Le jury du prix Médicis a surpris par son audace mardi en choisissant comme lauréate une jeune femme de 43 ans auteure de poésie, Emmanuelle Pireyre, et sa Féérie générale (Éditions de l'Olivier).

Dans la catégorie étranger, il a par contre couronné une figure de la littérature israélienne, Avraham B. Yehoshua, avec Rétrospective (Grasset).

Emmanuelle Pireyre, choisie dès le premier tour avec neuf voix sur dix, a notamment été préférée à Philippe Djian et Patrick Deville.

Depuis le restaurant la Méditerranée, près du théâtre de l'Odéon, où s'était réuni le Médicis présidé par Dominique Fernandez, la lauréate s'est dite «ravie» et «très très contente».

Comme le Femina lundi, l'éditeur récompensé avait proclamé le résultat près de quinze minutes avant l'annonce officielle.

Vision plus féérique du monde

«Très content» d'être revenu dans le giron du prix littéraire, l'ancien ministre de la Culture Frédéric Mitterrand a expliqué à l'agence Sipa que ces deux ouvrages vont dans «le sens du Médicis c'est-à-dire l'idée de la découverte, quelque chose qu'on ne connaît pas très bien».

«Le livre d'Emmanuelle Pireyre est tellement amusant et drôle et intelligent, d'une liberté totale», alors que «le livre de Yehoshua est un livre plus classique qui rend hommage à un grand maître de la littérature que l'on n'a sans doute pas suffisamment reconnu encore en France», a-t-il noté.

Quant au Médicis Essai, il est allé à Congo, une histoire du Flamand David Van Reybrouck (Actes Sud), un livre «extraordinaire d'érudition et en même temps de romanesque» sur l'histoire du pays meurtri par les conflits et la colonisation belge.

Dans son livre, Emmanuelle Pyreire «a voulu, comme l'indique le titre Féérie générale «donner une version plus féérique du monde et de l'époque dans laquelle on est».

«L'idée que j'ai du monde est plutôt d'habitude une foire internationale», ce qu'elle a tenté «de transformer en féérie» en s'appuyant sur des histoires glanées dans les journaux, des événements du quotidien dont elle a été témoin ou actrice, transposées sous plusieurs registres d'écriture.

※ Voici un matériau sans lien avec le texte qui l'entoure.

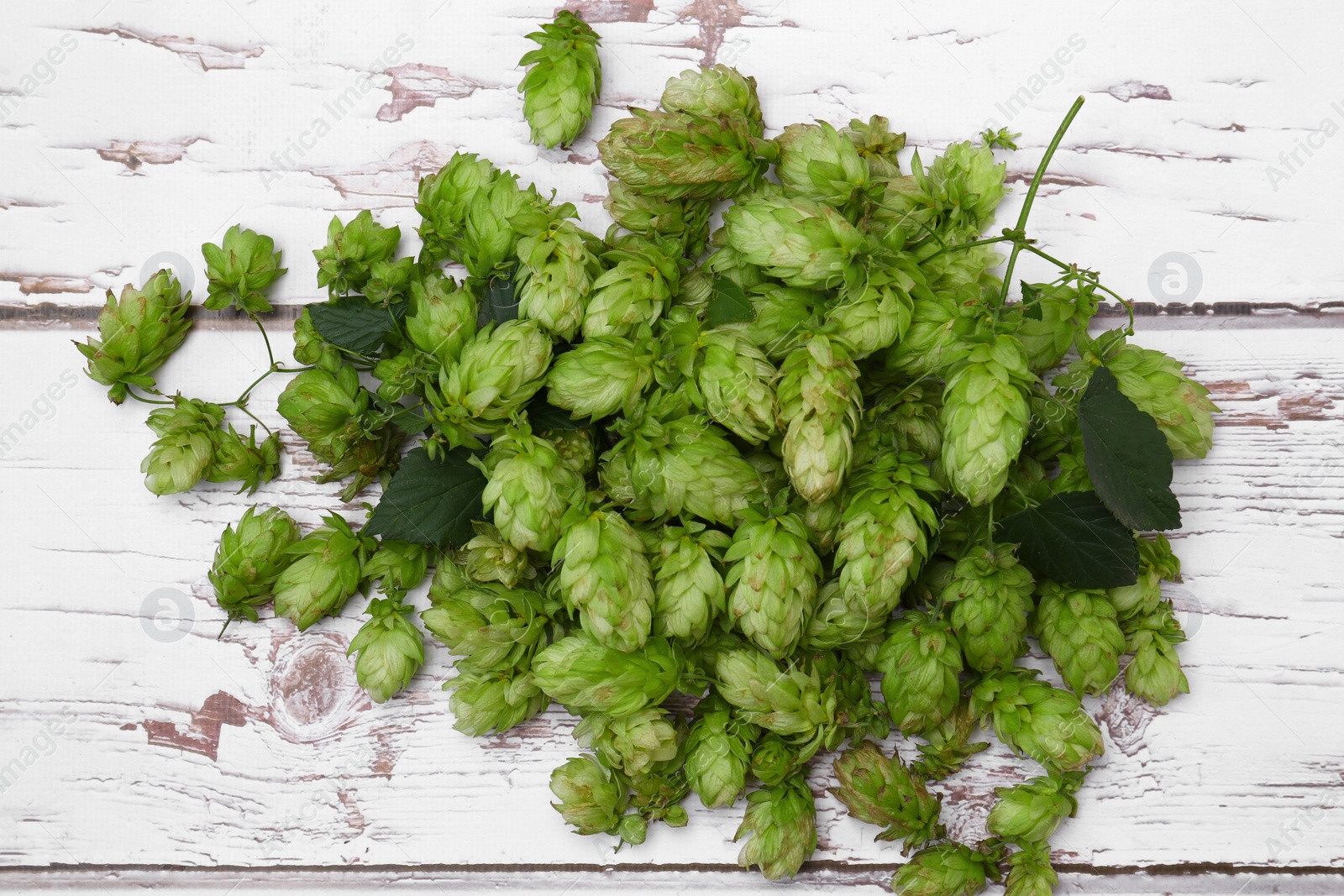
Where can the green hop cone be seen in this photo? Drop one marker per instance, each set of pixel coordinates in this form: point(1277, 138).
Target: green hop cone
point(390, 649)
point(783, 826)
point(344, 264)
point(991, 598)
point(491, 701)
point(772, 582)
point(528, 488)
point(441, 317)
point(882, 792)
point(601, 375)
point(796, 239)
point(819, 410)
point(945, 869)
point(249, 559)
point(1079, 629)
point(1155, 673)
point(984, 419)
point(605, 575)
point(921, 663)
point(564, 81)
point(1032, 810)
point(186, 446)
point(819, 163)
point(324, 573)
point(591, 795)
point(239, 459)
point(718, 752)
point(241, 270)
point(138, 335)
point(633, 743)
point(1037, 719)
point(689, 593)
point(680, 155)
point(588, 678)
point(1030, 872)
point(640, 281)
point(499, 371)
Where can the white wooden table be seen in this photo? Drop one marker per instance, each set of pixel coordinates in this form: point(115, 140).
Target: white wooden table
point(134, 132)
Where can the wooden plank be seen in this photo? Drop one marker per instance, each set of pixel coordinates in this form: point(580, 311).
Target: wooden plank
point(257, 748)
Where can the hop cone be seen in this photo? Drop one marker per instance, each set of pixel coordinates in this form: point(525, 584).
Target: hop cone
point(772, 582)
point(984, 419)
point(1037, 720)
point(783, 825)
point(882, 792)
point(588, 678)
point(604, 574)
point(819, 410)
point(991, 598)
point(249, 559)
point(1079, 629)
point(324, 573)
point(138, 335)
point(796, 239)
point(564, 81)
point(718, 752)
point(1156, 385)
point(921, 663)
point(1155, 673)
point(689, 589)
point(390, 649)
point(682, 155)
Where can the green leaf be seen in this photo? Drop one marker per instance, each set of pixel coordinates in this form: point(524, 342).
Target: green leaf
point(430, 501)
point(1128, 457)
point(729, 304)
point(353, 324)
point(1075, 540)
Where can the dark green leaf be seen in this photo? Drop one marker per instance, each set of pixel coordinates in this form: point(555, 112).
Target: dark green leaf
point(430, 501)
point(353, 324)
point(1128, 458)
point(729, 304)
point(1075, 540)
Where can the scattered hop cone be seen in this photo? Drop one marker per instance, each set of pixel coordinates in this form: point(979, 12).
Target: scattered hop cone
point(390, 649)
point(186, 445)
point(249, 559)
point(819, 410)
point(564, 81)
point(324, 573)
point(796, 239)
point(344, 264)
point(783, 826)
point(984, 419)
point(138, 335)
point(528, 490)
point(601, 375)
point(605, 575)
point(588, 678)
point(772, 582)
point(1079, 629)
point(591, 797)
point(718, 752)
point(680, 155)
point(633, 743)
point(921, 663)
point(714, 92)
point(882, 792)
point(1032, 810)
point(1155, 673)
point(991, 598)
point(945, 869)
point(1037, 719)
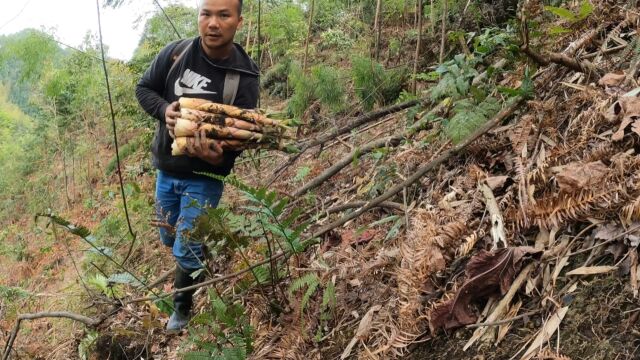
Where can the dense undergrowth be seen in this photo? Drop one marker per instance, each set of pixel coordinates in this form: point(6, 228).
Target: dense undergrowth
point(311, 294)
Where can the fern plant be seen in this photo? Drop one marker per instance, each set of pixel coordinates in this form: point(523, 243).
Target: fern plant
point(224, 332)
point(375, 84)
point(468, 116)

«Cela a été assez long, cela m'a demandé beaucoup de travail d'écriture, d'invention de personnages, d'histoires», a expliqué cette auteure venue de la poésie.

«La poésie pour moi c'est le travail du langage, de la langue», si «importante dans notre société d'information et de communication» et «la transformer en poésie, cela permet aussi de transformer la manière dont on voit les choses».

«J'ai intégré des éléments prosaïques du monde, dans cette structure d'écriture, cela devient plus lisible par un plus grand nombre de lecteurs», a conclu la romancière, tout sourire aux côtés d'un monument de la littérature israélienne, Avraham B. Yehoshua.

Un plaisir dans la vieillesse

«C'est un grand plaisir dans ma vieillesse» de recevoir ce prix, a plaisanté en français l'auteur israélien.

«À l'âge que j'ai, 76 ans, j'ai décidé de faire un livre sur la création artistique mais pas sur un écrivain».

Dans Rétrospective, l'auteur dit avoir voulu diviser toute la force de la création entre quatre personnages, et d'aller vers le cinéma.

Inspiré par un tableau vu à Saint-Jacques de Compostelle, l'écrivain retrace la vie d'un réalisateur israélien, âgé de soixante-dix ans, qui arrive dans cette ville pour assister à une rétrospective de ses premiers films. Il est accompagné d'une actrice de douze ans plus jeune que lui, une relation dont la nature apparaît au fil des pages.

Succédant à son compatriote David Grossman avec «Une femme fuyant l'annonce» (Seuil), Yehoshua, fervent militant de la paix avec les Palestiniens, a ironisé sur la vitalité de la culture israélienne, osant un parallèle entre la création en Europe entre les deux guerres et l'Amérique latine sous la dictature: «quand il y a une bonne littérature, une bonne culture, c'est un mauvais signe pour la société!».